Am Mittwoch, den 21. Juli mussten wir uns schon wieder von drei KollegInnen verabschieden, die insgesamt über 100 Jahre an unserer Schule gearbeitet haben.
Frau Tinnefeld-Markert hat während ihrer Dienstzeit oftmals eine Klassenleitung übernommen und den Bereich GPE (Geschichte, Politik, Erdkunde) als Fachleitung geführt. In ihren Abschiedsworten betonte sie, dass sie insbesondere die Arbeit und das Miteinander in guten Teams in Erinnerung behalten wird und sie immer Freude daran hatte, die  Schülerinnen und Schüler in ihrer Vielfältigkeit und individuellen Einzigartigkeit in ihrer Entwicklung zu begleiten.

Frau Singbeil war als Pädagogische Mitarbeiterin bei uns tätig.
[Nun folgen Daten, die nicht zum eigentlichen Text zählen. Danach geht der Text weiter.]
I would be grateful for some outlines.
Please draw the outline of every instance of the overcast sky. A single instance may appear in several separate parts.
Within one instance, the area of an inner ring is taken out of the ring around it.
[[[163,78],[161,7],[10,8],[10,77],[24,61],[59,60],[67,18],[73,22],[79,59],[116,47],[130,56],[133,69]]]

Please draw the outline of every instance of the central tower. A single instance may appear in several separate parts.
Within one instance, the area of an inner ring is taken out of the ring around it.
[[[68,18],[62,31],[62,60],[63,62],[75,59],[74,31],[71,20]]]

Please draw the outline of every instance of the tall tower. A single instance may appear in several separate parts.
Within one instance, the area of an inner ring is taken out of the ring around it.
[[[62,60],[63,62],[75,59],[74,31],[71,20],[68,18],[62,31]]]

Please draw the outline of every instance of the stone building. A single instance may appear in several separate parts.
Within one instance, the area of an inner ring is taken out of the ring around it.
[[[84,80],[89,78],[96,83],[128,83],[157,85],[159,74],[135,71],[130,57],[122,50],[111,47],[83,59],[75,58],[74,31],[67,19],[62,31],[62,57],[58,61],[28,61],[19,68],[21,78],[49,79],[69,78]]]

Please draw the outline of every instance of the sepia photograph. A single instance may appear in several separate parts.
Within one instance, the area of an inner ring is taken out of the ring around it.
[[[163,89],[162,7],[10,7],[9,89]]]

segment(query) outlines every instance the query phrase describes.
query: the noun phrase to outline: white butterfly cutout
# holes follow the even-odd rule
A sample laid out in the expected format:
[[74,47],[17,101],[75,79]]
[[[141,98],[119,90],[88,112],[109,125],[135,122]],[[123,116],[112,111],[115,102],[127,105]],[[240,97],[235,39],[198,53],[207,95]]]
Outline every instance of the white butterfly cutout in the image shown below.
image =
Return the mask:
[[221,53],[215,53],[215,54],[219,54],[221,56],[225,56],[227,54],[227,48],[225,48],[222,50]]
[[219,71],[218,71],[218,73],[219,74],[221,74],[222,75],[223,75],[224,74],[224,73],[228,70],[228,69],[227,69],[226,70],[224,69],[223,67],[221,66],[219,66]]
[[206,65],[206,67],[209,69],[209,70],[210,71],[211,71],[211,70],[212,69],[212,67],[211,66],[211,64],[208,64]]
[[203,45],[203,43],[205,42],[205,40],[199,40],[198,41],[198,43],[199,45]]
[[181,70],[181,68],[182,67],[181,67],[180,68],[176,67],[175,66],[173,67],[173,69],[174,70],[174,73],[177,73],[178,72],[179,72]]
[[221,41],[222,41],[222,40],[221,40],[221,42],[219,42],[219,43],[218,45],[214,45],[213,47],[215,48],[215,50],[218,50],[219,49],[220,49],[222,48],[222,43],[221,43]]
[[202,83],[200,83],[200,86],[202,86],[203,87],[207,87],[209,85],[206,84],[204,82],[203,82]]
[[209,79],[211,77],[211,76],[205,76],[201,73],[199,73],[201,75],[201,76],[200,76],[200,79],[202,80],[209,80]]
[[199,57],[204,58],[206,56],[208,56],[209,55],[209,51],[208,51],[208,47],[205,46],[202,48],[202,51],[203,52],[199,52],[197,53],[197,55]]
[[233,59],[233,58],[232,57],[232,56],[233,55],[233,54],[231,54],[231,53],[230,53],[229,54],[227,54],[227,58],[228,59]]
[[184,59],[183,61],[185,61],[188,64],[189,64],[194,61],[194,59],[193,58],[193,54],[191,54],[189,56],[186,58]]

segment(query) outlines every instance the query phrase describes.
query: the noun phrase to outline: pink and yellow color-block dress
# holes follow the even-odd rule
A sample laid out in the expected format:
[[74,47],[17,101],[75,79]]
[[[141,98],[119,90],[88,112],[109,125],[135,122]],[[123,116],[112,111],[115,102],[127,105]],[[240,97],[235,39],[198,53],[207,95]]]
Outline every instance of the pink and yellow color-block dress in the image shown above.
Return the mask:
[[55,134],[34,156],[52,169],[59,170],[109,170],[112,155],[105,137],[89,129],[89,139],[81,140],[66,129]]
Neben den normalen Aufgaben in den einzelnen Lerngruppen hat sie sich auch für viele andere Bereiche engagiert. Hervorzuheben ist hier ihre außergewöhnliche Kreativität. Sie hat viele Kunstprojekte, auch für die ganze Schule, angestoßen, geplant und durchgeführt. Viele "Ihrer" Werke, die durch die Hände der Schülerinnen und Schüler entstanden sind, zieren immer noch die Wände und Flure unserer Schule. Auch dadurch hinterlässt sie eine bleibende Erinnerung. Außerdem hat sie auch durch ihr privates Engagement den Bereich "Kinder-Yoga" bei uns in den Schulalltag integriert.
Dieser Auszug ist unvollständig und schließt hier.